# Market Basket Analysis

Market Basket Analysis and Association Rule Mining are crucial for businesses, particularly in retail, to understand consumer behavior and optimize their marketing efforts. Here's a breakdown of how these techniques work and their benefits:

### Key Concepts:
- **Market Basket Analysis**: Involves analyzing customer transactions to determine which products are often purchased together. The goal is to identify associations between different items in a shopping cart. For example, if customers who buy bread often buy butter, this association can be used for cross-selling.
  
- **Association Rule Mining**: This is the mathematical technique behind Market Basket Analysis. It involves finding relationships between variables in large datasets. In retail, it typically focuses on identifying frequent itemsets and generating rules that describe these relationships.

### Techniques:
1. **Frequent Itemset Mining**: The first step is to identify frequent combinations of items purchased together using algorithms like the **Apriori algorithm** or **FP-Growth**.
   
2. **Association Rules**: After finding frequent itemsets, association rules are generated to describe the relationships between items. These rules are often expressed in the form of "If X, then Y," meaning if a customer buys product X, they are likely to buy product Y as well.

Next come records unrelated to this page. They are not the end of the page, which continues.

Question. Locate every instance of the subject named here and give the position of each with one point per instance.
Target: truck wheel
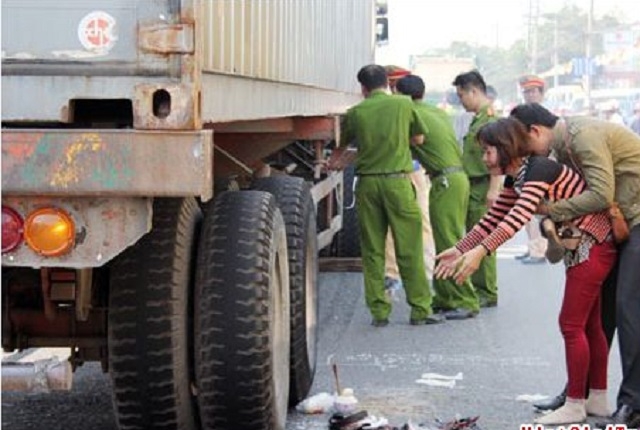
(242, 314)
(294, 199)
(348, 239)
(149, 309)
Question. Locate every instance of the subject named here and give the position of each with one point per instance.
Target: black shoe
(624, 415)
(431, 319)
(342, 422)
(460, 314)
(533, 260)
(380, 323)
(488, 303)
(553, 403)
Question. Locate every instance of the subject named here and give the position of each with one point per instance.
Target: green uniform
(441, 157)
(381, 127)
(485, 279)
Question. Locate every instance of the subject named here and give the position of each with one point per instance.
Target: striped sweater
(539, 178)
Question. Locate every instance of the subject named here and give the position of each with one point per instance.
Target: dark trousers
(628, 319)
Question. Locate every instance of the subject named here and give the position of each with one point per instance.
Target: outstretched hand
(453, 264)
(446, 263)
(470, 262)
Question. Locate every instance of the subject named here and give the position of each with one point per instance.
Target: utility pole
(587, 80)
(555, 51)
(534, 48)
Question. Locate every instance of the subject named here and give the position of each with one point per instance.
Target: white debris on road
(438, 380)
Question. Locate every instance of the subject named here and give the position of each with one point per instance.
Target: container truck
(163, 202)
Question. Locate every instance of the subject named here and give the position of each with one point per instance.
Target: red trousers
(580, 323)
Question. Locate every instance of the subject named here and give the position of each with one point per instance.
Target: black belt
(446, 171)
(387, 175)
(478, 179)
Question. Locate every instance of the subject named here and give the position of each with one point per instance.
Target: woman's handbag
(560, 237)
(619, 226)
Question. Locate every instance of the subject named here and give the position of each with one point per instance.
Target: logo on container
(97, 32)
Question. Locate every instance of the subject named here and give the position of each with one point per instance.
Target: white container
(346, 403)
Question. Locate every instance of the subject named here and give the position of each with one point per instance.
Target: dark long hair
(510, 138)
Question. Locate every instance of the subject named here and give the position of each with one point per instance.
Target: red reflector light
(12, 228)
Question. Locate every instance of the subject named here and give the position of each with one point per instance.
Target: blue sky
(417, 25)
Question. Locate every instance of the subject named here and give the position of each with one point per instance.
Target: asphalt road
(505, 353)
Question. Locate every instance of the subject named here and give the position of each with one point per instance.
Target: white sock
(573, 412)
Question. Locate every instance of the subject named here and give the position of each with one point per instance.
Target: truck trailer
(163, 198)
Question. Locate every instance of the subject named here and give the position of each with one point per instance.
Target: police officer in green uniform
(441, 157)
(383, 127)
(485, 188)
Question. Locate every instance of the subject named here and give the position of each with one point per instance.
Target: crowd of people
(560, 176)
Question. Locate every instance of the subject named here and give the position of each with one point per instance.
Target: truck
(163, 197)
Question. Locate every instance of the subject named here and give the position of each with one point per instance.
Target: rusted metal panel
(38, 377)
(167, 38)
(104, 228)
(250, 147)
(227, 98)
(177, 111)
(107, 162)
(67, 47)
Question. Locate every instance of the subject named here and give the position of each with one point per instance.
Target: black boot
(553, 403)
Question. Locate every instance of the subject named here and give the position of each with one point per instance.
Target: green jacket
(472, 152)
(381, 127)
(440, 149)
(609, 157)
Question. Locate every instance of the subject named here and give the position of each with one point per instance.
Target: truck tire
(348, 239)
(294, 199)
(242, 314)
(149, 340)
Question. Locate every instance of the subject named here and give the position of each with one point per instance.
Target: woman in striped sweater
(530, 180)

3. **Metrics Used in Association Rule Mining**:
   - **Support**: The frequency of an itemset appearing in the dataset. It helps to filter out itemsets that don't appear frequently enough to be useful.
   - **Confidence**: A measure of the likelihood that if one item is purchased, another item will also be purchased.
   - **Lift**: The ratio of the observed support of a rule to the expected support if the items were independent. A lift greater than 1 indicates a positive association between the items.

### Applications:
1. **Optimizing Store Layout**: By analyzing which products are frequently bought together, retailers can arrange items in a store or on an e-commerce website in a way that increases cross-selling opportunities.
   
2. **Cross-Selling**: Retailers can recommend complementary products (e.g., recommending a phone case when a customer buys a smartphone).

3. **Promotions and Discounts**: Targeted promotions or bundle discounts can be offered for items frequently purchased together, enticing customers to purchase more.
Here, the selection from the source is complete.